* Notes *
Faust (Act II with Michael Dailey and Jouvanca Jean-Baptiste, photograph by P. Kirk) opened at Opera San José last night. The ambitious performance had some lovely points, but was, on the whole, rather scattershot. The orchestra, lead by David Rohrbaugh, sounded slightly lax. The overture was drawn out so that we could hear all the tunes we would be hearing later in the evening. The tempi were not too slow as much as simply lacking tension. The woodwinds did sound clear and sweet. The organ was also excellent.
The chorus was a little patchy, perhaps the music simply demands a few more people. Evan Brummel sang Valentin well, his voice is dry but pleasant. Jouvanca Jean-Baptiste (Marguerite) has a rich, powerful sound. Her big aria, the Jewel Song, could have been more smoothly sung, and her top is a bit on the raw side. Silas Elash looked like a pirate version of Méphistophéles. His voice is strong, a little gravelly, with a great openness his higher notes. Michael Dailey's Faust was distinctive. His nasal, somewhat petulant tone did not make the character sympathetic, but was perhaps appropriate for the role.

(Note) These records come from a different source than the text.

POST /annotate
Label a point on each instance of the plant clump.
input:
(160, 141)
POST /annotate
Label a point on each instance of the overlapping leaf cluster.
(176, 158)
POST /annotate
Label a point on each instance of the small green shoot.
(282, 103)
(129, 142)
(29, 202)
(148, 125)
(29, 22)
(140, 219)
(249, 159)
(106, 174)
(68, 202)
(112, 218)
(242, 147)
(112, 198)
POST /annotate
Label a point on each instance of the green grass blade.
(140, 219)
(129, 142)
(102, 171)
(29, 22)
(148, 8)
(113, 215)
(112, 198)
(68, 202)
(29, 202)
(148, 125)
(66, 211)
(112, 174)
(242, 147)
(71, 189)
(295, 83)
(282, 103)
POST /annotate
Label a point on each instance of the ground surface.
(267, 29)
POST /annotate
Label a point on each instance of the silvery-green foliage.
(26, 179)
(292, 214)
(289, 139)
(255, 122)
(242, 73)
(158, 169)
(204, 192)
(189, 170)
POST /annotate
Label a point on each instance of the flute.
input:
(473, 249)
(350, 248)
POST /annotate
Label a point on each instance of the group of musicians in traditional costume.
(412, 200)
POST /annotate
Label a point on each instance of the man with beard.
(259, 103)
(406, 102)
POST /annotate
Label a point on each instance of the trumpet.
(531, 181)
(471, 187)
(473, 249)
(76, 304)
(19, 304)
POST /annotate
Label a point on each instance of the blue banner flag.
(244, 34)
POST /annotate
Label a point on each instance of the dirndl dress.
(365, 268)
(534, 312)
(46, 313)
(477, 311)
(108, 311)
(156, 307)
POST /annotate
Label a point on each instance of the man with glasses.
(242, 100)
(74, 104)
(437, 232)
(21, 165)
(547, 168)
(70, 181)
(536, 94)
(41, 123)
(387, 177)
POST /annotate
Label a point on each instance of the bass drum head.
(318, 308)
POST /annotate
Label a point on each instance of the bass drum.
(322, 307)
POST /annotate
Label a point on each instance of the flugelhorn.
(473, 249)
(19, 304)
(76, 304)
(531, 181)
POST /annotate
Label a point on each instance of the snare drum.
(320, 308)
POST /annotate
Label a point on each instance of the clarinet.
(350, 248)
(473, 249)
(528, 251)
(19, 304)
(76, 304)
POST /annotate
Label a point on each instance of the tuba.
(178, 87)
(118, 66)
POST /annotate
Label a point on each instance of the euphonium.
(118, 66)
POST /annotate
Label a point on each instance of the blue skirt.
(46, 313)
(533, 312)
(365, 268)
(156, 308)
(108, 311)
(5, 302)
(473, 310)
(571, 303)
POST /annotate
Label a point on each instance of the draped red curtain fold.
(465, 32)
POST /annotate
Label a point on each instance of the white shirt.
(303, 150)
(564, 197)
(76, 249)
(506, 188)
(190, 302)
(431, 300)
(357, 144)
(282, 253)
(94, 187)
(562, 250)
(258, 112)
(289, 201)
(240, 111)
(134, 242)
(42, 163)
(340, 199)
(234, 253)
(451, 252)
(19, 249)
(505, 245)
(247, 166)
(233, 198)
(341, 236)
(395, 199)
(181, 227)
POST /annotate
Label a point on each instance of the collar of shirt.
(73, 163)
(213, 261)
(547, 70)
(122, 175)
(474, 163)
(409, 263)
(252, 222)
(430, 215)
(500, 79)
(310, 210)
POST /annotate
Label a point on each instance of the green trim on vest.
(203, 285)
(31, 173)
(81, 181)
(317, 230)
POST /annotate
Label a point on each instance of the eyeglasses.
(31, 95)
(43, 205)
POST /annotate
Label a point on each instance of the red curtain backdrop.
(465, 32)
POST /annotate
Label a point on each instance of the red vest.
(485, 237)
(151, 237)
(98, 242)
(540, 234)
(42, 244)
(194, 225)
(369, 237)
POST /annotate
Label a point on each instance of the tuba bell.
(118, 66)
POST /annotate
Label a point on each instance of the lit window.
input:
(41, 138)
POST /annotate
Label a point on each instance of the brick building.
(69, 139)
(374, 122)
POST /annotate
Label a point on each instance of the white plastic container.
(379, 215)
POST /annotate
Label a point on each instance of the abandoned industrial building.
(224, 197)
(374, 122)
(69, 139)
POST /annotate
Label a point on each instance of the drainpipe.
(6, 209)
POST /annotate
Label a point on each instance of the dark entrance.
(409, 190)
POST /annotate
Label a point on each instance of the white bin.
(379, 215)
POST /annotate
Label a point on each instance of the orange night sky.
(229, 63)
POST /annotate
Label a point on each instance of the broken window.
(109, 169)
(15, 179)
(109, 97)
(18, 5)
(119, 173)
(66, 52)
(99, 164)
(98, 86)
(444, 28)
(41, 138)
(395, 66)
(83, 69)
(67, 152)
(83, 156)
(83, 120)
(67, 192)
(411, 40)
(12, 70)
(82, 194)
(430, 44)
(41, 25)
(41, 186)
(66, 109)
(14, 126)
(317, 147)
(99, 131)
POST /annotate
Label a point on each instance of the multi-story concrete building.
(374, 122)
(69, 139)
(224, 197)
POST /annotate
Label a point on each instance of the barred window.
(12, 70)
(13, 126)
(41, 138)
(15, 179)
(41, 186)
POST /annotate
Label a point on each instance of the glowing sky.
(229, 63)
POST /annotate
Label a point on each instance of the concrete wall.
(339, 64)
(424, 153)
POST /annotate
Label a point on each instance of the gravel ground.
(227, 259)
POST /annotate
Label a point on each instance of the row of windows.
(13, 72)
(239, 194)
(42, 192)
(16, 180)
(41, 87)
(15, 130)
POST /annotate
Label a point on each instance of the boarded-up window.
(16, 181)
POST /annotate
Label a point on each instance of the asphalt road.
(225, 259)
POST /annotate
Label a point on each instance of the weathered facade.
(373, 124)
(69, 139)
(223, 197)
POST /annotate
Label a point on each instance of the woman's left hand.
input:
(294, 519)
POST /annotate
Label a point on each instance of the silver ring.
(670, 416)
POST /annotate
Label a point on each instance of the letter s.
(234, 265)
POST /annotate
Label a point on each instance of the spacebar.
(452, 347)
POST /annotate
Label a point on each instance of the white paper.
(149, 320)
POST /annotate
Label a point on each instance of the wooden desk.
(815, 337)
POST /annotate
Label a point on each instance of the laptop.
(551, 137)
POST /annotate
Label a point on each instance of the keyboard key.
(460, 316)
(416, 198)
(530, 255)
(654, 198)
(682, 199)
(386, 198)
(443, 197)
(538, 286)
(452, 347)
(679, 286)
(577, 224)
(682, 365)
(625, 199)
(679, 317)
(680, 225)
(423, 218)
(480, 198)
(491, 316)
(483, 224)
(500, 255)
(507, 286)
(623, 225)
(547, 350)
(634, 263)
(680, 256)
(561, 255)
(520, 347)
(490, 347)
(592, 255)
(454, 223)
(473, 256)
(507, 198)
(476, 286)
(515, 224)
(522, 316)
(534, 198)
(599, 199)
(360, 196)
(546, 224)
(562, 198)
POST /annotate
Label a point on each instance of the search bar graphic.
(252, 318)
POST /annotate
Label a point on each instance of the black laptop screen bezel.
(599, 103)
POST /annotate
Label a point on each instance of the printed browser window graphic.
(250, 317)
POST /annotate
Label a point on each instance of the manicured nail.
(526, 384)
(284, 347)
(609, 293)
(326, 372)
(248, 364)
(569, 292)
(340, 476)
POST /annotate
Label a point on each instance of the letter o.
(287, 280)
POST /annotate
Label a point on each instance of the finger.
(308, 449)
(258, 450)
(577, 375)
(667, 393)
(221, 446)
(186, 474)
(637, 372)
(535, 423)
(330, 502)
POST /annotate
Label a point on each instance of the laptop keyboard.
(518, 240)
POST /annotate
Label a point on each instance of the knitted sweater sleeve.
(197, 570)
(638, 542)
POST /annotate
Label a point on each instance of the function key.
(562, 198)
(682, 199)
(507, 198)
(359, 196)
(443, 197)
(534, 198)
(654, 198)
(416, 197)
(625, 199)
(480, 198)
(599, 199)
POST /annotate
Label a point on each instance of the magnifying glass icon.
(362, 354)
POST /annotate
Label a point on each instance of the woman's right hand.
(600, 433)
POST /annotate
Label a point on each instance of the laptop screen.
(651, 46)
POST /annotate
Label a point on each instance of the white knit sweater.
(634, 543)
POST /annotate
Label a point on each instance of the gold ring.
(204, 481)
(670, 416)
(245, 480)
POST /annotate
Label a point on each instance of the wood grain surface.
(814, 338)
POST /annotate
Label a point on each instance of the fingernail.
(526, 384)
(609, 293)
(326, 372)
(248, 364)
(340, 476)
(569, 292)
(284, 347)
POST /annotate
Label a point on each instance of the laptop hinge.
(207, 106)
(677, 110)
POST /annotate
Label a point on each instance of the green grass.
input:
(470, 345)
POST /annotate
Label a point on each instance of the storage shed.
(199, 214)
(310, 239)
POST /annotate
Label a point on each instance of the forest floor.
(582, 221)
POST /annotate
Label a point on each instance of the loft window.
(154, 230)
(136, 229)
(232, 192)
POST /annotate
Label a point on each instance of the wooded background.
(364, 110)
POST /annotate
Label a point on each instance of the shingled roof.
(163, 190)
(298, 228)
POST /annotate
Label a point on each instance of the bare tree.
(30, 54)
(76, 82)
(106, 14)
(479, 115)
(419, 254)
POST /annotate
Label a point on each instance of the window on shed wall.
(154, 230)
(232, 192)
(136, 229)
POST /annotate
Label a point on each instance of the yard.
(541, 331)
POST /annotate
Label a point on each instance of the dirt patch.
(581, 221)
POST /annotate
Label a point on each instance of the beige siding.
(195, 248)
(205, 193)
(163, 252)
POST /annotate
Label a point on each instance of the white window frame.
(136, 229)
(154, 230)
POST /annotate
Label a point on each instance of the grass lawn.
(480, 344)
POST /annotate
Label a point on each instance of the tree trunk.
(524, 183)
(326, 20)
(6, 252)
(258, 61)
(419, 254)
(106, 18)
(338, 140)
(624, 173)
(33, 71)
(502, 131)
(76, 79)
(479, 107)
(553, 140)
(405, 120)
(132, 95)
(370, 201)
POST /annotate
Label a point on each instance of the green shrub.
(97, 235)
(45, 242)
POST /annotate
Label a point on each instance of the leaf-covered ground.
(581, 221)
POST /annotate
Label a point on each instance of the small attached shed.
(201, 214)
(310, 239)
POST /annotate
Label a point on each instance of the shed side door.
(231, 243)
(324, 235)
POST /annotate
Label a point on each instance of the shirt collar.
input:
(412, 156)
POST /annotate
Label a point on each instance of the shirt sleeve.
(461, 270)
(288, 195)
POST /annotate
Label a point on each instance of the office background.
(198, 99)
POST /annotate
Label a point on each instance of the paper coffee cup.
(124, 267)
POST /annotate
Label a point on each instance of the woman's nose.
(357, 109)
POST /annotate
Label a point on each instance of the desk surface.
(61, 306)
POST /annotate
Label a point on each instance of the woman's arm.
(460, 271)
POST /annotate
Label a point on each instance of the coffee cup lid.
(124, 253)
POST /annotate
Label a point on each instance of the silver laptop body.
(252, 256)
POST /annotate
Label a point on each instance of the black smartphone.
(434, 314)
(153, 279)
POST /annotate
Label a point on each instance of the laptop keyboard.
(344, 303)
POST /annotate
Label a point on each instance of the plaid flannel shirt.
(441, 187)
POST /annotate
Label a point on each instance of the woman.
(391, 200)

The production, directed by Brad Dalton, evoked the Flemish Primitives. The backdrops recreated various paintings by Bosch, Bruegel, and the like. There was no strong sense of interior or exterior parts of the set. The cast seemed drawn to standing on whatever was highest: chairs, tables, or rickety staircases. Dalton referred to Marguerite's dead sister throughout the opera, and used a young supernumerary to this end. The effect was eerie, but not exactly in line with the music. Four dancers were also employed as minions of Méphistophéles, pushing the action along.
* Tattling *
The couple in Row M Seats 108 and 109 talked the entire evening. Otherwise the audience was supportive and engaged.